In “A Tent on the Porch” (July/August) Wilfred M. McClay wonders if the myth of the West is vital and nourishing to the American mind or really nothing more than self-deception. While this and other questions raised by Frederick Jackson Turner’s essay are still debated, it is interesting to see how a “frontier consciousness” has informed some of our greatest literary minds. F. Scott Fitzgerald writes, through his narrator Nick Carraway, in The Great Gatsby : “…for a transitory enchanted moment man must have held his breath in the presence of this continent, compelled into an aesthetic contemplation he neither understood nor desired, face to face for the last time in history with something commensurate to his capacity for wonder.” Carraway, like Fitzgerald and Turner, is from the Midwest (“the ragged edge of the universe”) and is drawn to the East by “civilization.” But he retreats to the West in the end, disillusioned by the excesses of the Jazz Age. Turner stuck it out in the East, occasionally taking refuge in the tent on his porch.
Robert Penn Warren’s All the King’s Men is another good example of twentieth-century American literature that incorporates frontier themes.

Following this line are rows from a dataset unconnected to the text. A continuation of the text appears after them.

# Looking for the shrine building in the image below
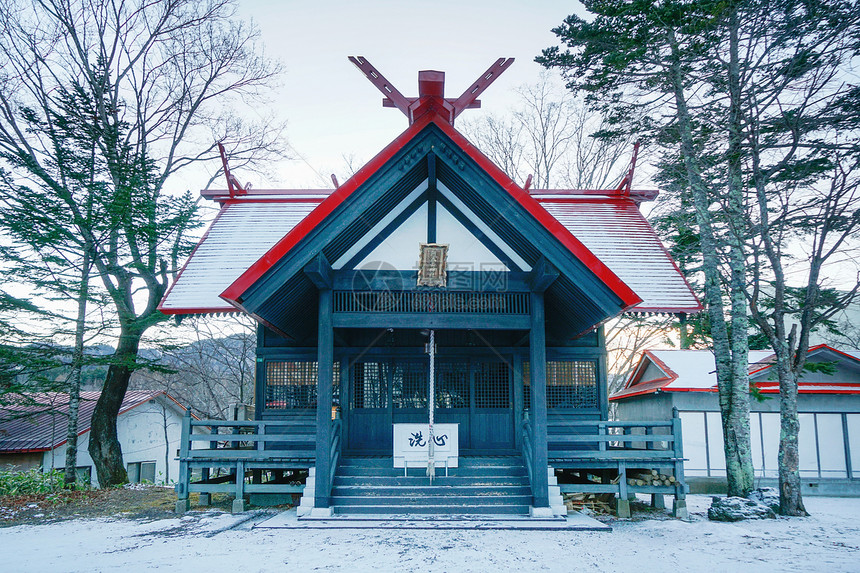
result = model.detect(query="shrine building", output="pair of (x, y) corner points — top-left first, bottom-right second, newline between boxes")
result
(160, 58), (701, 519)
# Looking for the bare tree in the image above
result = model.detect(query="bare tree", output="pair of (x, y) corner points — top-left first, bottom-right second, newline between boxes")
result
(462, 72), (634, 189)
(0, 0), (284, 486)
(132, 314), (256, 419)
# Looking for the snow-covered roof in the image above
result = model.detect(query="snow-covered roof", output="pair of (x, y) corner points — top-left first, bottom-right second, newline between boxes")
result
(160, 201), (324, 314)
(536, 196), (699, 312)
(609, 344), (860, 400)
(160, 194), (701, 314)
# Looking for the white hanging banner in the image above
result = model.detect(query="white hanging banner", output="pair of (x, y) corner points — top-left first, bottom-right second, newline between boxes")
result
(427, 329), (436, 483)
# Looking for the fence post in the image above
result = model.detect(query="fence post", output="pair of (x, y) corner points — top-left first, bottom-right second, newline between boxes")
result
(176, 409), (191, 513)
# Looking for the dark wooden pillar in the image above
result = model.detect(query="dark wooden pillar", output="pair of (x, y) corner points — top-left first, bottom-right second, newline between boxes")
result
(513, 352), (524, 450)
(314, 288), (334, 507)
(529, 292), (549, 507)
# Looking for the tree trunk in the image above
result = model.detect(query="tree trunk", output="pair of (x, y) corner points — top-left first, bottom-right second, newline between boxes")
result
(669, 31), (754, 497)
(777, 350), (809, 516)
(724, 8), (755, 496)
(89, 327), (141, 487)
(64, 250), (90, 488)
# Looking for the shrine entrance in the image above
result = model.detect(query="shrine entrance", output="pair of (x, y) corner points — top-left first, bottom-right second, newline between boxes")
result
(344, 353), (515, 455)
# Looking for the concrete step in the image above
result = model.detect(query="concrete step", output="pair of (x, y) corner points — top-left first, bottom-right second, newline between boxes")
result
(337, 464), (528, 478)
(334, 504), (529, 516)
(341, 456), (523, 467)
(332, 485), (531, 498)
(333, 474), (530, 488)
(331, 494), (531, 507)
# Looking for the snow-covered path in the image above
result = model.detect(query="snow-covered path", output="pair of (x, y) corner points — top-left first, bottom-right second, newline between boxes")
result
(0, 496), (860, 573)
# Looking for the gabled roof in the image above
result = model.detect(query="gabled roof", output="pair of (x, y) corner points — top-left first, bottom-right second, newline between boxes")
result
(0, 390), (190, 453)
(159, 59), (701, 336)
(221, 113), (641, 308)
(609, 344), (860, 400)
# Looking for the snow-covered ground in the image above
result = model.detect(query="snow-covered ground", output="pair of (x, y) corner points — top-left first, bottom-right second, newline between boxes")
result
(0, 496), (860, 573)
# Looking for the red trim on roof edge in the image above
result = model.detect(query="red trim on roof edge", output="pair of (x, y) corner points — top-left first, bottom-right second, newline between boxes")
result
(48, 390), (200, 452)
(220, 113), (642, 312)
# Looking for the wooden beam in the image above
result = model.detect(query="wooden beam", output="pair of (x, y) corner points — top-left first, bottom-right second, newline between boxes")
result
(349, 56), (410, 117)
(314, 289), (334, 507)
(333, 269), (531, 293)
(332, 312), (530, 330)
(527, 257), (559, 292)
(454, 58), (514, 117)
(529, 292), (549, 507)
(305, 253), (334, 290)
(427, 153), (438, 243)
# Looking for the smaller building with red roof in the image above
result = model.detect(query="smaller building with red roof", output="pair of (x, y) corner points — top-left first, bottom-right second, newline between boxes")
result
(0, 390), (194, 487)
(609, 344), (860, 495)
(160, 58), (701, 512)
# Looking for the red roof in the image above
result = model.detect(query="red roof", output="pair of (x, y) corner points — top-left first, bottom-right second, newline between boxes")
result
(221, 113), (642, 308)
(0, 390), (190, 453)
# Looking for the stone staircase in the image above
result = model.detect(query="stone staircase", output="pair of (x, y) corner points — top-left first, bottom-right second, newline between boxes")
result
(331, 456), (532, 516)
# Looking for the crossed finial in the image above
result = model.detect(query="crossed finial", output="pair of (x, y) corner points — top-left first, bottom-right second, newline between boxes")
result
(349, 56), (514, 125)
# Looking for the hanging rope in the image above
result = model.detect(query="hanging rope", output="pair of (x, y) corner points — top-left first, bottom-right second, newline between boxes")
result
(427, 330), (436, 484)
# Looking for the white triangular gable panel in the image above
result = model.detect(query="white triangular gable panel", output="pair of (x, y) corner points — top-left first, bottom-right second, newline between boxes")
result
(356, 203), (509, 272)
(356, 203), (427, 271)
(332, 181), (531, 272)
(436, 205), (509, 271)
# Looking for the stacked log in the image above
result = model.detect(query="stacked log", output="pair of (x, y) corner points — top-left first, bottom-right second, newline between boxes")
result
(564, 493), (615, 514)
(627, 470), (678, 487)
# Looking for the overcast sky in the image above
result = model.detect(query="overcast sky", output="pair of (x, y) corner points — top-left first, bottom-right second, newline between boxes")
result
(228, 0), (581, 187)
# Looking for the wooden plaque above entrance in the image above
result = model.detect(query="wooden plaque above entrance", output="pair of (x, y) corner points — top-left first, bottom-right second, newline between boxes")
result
(418, 243), (448, 287)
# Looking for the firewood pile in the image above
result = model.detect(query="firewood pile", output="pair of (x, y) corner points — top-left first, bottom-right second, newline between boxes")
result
(564, 493), (615, 514)
(627, 470), (678, 487)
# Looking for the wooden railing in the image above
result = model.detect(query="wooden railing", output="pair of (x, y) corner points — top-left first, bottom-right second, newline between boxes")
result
(176, 413), (316, 508)
(522, 414), (534, 490)
(547, 412), (687, 516)
(326, 418), (343, 495)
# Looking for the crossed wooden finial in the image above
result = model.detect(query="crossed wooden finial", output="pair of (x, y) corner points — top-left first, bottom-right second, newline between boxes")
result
(349, 56), (514, 125)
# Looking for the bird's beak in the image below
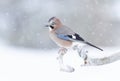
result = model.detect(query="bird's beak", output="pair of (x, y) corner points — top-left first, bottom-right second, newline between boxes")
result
(45, 25), (50, 27)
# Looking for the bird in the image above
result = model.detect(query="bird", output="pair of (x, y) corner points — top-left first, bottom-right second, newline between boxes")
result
(45, 17), (103, 72)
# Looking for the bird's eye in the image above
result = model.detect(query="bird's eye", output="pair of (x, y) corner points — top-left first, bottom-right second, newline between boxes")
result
(50, 26), (54, 29)
(51, 22), (56, 25)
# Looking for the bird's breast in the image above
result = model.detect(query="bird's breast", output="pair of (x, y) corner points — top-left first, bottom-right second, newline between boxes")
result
(49, 32), (72, 48)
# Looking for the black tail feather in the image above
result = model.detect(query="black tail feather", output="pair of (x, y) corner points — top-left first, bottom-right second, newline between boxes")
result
(85, 42), (103, 51)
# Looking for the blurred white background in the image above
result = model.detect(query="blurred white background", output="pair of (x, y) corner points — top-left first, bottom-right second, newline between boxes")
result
(0, 0), (120, 81)
(0, 0), (120, 49)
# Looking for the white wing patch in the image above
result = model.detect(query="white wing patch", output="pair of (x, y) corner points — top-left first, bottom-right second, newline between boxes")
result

Jack Burden, the disillusioned narrator, finds himself “in the West, at the end of History, the Last Man on that Last Coast.…” Certainly there are hundreds of similar examples in American literature.
Turner’s frontier thesis helped engender the myth of the West, which some consider a “barrier against the unpleasing truth.” But it also identified an important force acting on the American psyche, and it fed the minds of some very talented artists. For this I am thankful, and for McClay’s enjoyable article.